Portrait

Daouda Hamadou, un entrepreneur engagé

Par Par Harley Kenguéléwa le 7 Mars 2016


Faire du Niger une nation d’entrepreneurs ? C’est l’objectif que s’est fixé Daouda Hamadou, 34 ans, grâce à Samaria, structure d’accompagnement à la création d’entreprises dont il est le cofondateur. Portrait.

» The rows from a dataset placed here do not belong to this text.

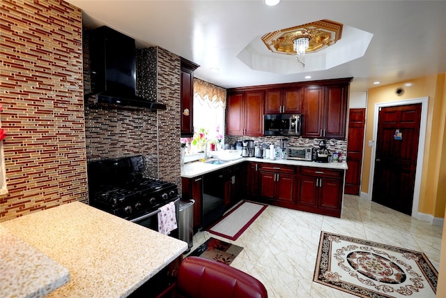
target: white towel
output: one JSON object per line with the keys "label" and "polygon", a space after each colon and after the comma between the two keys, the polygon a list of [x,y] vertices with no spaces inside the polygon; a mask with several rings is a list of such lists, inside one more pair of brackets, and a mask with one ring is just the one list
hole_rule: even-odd
{"label": "white towel", "polygon": [[158,232],[165,235],[177,228],[175,204],[171,202],[160,207],[158,213]]}

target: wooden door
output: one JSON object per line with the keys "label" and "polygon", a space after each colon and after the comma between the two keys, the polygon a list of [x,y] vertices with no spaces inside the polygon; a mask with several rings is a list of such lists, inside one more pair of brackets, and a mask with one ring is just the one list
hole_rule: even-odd
{"label": "wooden door", "polygon": [[180,135],[183,137],[188,137],[194,135],[194,72],[187,68],[181,68],[180,73]]}
{"label": "wooden door", "polygon": [[263,91],[245,93],[245,135],[263,135]]}
{"label": "wooden door", "polygon": [[348,195],[360,195],[365,108],[350,109],[348,116],[348,137],[347,140],[347,165],[344,192]]}
{"label": "wooden door", "polygon": [[378,114],[371,200],[412,214],[421,103],[386,107]]}
{"label": "wooden door", "polygon": [[303,137],[319,137],[323,124],[323,87],[304,89]]}
{"label": "wooden door", "polygon": [[256,163],[247,163],[245,169],[246,195],[249,198],[255,198],[257,196],[257,167]]}
{"label": "wooden door", "polygon": [[282,89],[265,91],[265,114],[280,114],[282,97]]}
{"label": "wooden door", "polygon": [[295,195],[295,175],[289,174],[276,174],[276,199],[277,201],[294,202]]}
{"label": "wooden door", "polygon": [[302,112],[302,88],[284,89],[284,107],[282,112],[300,114]]}
{"label": "wooden door", "polygon": [[299,177],[298,204],[316,208],[318,197],[318,179],[312,176]]}
{"label": "wooden door", "polygon": [[260,196],[265,199],[274,199],[275,174],[271,172],[259,172]]}
{"label": "wooden door", "polygon": [[243,92],[228,96],[226,129],[229,135],[243,135]]}
{"label": "wooden door", "polygon": [[344,139],[346,137],[348,87],[344,84],[325,87],[325,117],[323,136]]}

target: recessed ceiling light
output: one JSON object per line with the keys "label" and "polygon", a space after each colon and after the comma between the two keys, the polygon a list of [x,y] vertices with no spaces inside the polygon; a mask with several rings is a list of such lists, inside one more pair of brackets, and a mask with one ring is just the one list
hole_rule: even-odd
{"label": "recessed ceiling light", "polygon": [[268,6],[274,6],[279,4],[279,2],[280,2],[280,0],[265,0],[265,4]]}

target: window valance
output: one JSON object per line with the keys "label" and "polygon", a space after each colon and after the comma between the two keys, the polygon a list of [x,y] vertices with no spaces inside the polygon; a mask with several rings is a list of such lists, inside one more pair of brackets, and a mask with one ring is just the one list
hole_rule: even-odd
{"label": "window valance", "polygon": [[200,79],[194,78],[194,100],[210,107],[226,107],[226,89]]}

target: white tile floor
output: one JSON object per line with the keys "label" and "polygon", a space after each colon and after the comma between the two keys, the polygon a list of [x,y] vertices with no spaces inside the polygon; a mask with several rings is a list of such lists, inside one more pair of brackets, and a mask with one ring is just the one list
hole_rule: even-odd
{"label": "white tile floor", "polygon": [[422,251],[439,268],[443,228],[349,195],[341,218],[268,206],[237,240],[199,232],[191,251],[210,237],[243,247],[231,265],[263,282],[269,297],[355,297],[312,281],[321,231]]}

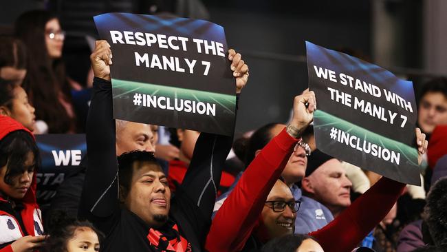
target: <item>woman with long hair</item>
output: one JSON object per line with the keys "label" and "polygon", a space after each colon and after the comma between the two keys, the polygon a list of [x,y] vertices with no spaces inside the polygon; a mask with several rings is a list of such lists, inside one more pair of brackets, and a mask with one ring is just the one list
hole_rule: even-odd
{"label": "woman with long hair", "polygon": [[28,73],[23,88],[36,116],[48,125],[48,133],[74,133],[76,116],[70,83],[61,58],[65,32],[56,16],[45,10],[21,15],[16,34],[28,48]]}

Nigérien issu d’une fratrie de six frères et deux sœurs, né à Bonoua - une ville située à 60 km d’Abidjan en Côte d’Ivoire - d’un père commerçant et d’une mère ayant exercé comme ménagère, Daouda Hamadou devient titulaire d’un Bac scientifique en 2001 et obtient trois ans plus tard un diplôme de technicien supérieur en informatique industrielle à l’École des mines de l’industrie et de la Géologie (EMIG) de Niamey. Ce boulimique de travail a cependant été profondément marqué par le rejet de sa demande de bourse pour étudier à l’École nationale des ingénieurs de Tunis (ENIT) en 2002. Mais il a su tirer profit de cet échec en en faisant un outil pour forger ce mental d’acier grâce auquel il a pu surmonter par la suite les nombreuses difficultés auxquelles il a été confronté.
 
Pendant une dizaine d’années, il fait ses classes en tant que qu’IT manager dans différentes entreprises minières et de télécommunications au Niger : IXCOM Niger, Abass Technology Corporation, Entreprise ETS Maika Niger, Areva Mines Niger…
En octobre 2014, il crée Novatech, une société spécialisée dans le développement des applications web et mobile. Fort du soutien de son épouse et de ses parents qui lui servent de modèles, l’homme fourmille d’idées audacieuses : une application mobile de réservation de taxi baptisée « Taxi-Cool », une application de recherche de stages dénommée « Stage-Express », et surtout Guida, une application de recherche de logements qui constitue le plus abouti de ces trois projets. Son entreprise a d’ailleurs été sélectionnée pour la finale de l’édition 2016 du concours Challenge Startupper de l’année, organisé par le groupe pétrolier Total.

Contribuer à la formation

Parallèlement à ses responsabilités au sein de Novatech, Daouda partage avec son ami Kader Kaneye une passion pour l’entrepreneuriat. Conscients du manque d’entrepreneurs au Niger, ils décident tous deux d’enseigner cette matière à l’université de Niamey en 2014. Ils franchiront une étape supplémentaire en faisant de leur passion un métier et en fondant Samaria, une structure d’appui aux porteurs de projet nigériens. Au-delà du travail d’accompagnement à la création d’entreprises et de la formation au management et au leadership, Daouda Hamadou aide les adhérents à trouver des financements pour leur projet, notamment en les informant régulièrement des différents concours dédiés à l’entrepreneuriat qui peuvent leur donner une chance de remporter un prix en numéraire, à l’instar du programme Tony Elumelu Entrepreneurship Program (TEEP).
 
En à peine un an et demi, Samaria a ainsi formé 600 jeunes entrepreneurs. Toutefois, Daouda ne considère pas le Centre Incubateur des PME au Niger (une structure qui héberge des start-ups) comme un concurrent direct, CIPMEN étant selon lui davantage axé sur l’innovation numérique et les technologies, alors que son entreprise sociale cible indifféremment tous les secteurs de l’économie. Les Nigériens se sont récemment rendus aux urnes pour élire leur nouveau président. Ce que Daouda attend du prochain chef de l’État ? Que celui-ci crée un fonds souverain pour financer les projets de jeunes entrepreneurs nigériens.